Марк неопределенно пожал плечами.

– Говорит, что замужем, но отношения свободные. У нее муж богемный человек. Теперь ты.

– А я ничего говорить не буду.

– Логично. А кто все-таки твой муж?

– Он работает на таможне, служба безопасности. Так что, если решишь заняться торговлей, каналы наладить можно. Хотя, как я ему о тебе скажу. Он ревнивый, как черт. Вот свинья. Сколько он мне скандалов закатывал на пустом месте. А сам. Вот так всегда и бывает. Ладно, давай еще выпьем, наливай на посошок.

Марк исполнил просьбу.

– Почему на посошок? – спросил он, поднимая стакан. – Ты хочешь, чтобы я ушел.

– Почему ты обо мне так плохо думаешь. Это я отправляюсь спать. Я уже пьяная. А мне этого и надо было. Пойду, лягу в постель, забудусь тяжелым сном. А ты можешь прикончить эту бутылку. Или тоже ложись спать. В общем, ты свободен в своих поступках.

– Спасибо, – сказал Славин, – я могу лечь на этом диване?

– Зачем же на диване, наверху есть гостевая комната. Там постель, душевая – все по высшему разряду.

– Как я ее найду?

– Рассказываю. Поднимешься на второй этаж. Там три двери. Первая слева – моя спальня. Первая справа – твоя. Или наоборот, в общем разберешься.

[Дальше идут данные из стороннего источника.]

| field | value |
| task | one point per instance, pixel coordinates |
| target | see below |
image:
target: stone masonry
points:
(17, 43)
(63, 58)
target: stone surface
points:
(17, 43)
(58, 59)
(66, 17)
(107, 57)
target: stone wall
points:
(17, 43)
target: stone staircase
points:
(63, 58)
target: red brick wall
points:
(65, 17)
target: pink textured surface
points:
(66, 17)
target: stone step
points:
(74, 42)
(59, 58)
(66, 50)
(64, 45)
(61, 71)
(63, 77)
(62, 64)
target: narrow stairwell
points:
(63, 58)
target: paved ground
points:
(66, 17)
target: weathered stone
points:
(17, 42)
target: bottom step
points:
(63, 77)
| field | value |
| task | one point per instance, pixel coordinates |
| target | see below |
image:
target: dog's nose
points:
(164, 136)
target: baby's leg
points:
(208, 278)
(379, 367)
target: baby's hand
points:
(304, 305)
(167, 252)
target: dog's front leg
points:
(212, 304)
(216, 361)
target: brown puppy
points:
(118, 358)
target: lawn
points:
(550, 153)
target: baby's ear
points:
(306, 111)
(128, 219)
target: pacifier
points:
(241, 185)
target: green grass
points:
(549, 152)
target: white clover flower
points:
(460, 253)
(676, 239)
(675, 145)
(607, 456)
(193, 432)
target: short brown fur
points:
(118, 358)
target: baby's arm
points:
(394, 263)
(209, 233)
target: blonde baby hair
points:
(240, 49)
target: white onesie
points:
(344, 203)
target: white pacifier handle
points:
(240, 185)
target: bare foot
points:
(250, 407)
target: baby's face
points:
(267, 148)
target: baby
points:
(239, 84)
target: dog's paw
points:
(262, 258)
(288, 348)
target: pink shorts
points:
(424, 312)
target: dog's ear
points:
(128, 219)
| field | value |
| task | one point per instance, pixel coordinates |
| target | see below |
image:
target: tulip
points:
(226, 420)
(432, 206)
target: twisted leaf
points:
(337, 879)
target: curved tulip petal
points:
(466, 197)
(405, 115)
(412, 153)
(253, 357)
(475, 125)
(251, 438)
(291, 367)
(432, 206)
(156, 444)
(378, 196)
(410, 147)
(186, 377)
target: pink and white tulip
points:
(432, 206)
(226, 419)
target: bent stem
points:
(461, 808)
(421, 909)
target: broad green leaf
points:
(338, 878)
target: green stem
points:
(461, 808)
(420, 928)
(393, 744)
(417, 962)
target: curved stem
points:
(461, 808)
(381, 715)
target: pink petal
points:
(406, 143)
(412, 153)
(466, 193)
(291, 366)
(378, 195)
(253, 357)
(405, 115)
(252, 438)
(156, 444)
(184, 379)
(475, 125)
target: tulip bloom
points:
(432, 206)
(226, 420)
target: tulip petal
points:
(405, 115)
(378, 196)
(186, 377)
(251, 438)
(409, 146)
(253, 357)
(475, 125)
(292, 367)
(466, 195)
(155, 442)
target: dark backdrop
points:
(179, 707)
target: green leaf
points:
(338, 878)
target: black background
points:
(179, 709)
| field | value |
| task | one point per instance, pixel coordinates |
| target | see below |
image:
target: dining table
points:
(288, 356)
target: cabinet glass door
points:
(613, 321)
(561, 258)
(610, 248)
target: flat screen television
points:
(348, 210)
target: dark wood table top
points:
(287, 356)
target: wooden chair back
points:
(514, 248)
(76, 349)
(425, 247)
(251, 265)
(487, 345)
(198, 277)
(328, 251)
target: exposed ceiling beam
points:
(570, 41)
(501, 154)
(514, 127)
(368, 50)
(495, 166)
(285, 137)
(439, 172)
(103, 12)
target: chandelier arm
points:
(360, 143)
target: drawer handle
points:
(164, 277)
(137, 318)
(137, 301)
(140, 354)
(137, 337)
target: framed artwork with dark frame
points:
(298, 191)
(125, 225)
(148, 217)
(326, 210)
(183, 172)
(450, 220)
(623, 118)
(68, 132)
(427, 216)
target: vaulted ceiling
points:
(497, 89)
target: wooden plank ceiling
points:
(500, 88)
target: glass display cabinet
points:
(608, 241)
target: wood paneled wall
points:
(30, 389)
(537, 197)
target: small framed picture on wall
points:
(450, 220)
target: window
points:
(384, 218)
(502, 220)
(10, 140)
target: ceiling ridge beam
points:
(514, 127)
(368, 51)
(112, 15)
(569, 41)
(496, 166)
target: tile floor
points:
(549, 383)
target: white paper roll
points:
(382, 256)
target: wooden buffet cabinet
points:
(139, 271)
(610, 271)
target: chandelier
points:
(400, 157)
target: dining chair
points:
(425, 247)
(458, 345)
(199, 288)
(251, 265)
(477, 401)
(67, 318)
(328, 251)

– Я постараюсь, – сказала Славин, пытаясь уловить потаенные смыслы в словах и голосе. Но их не было. Мария довольно холодно пожелала ему приятных сновидений, накинула рубашку и ушла, скрипя ступенями деревянной лестницы.

– Если бы ты знал, как ненавижу эту лестницу, – сверху сказала она, – надо было каменную ставить.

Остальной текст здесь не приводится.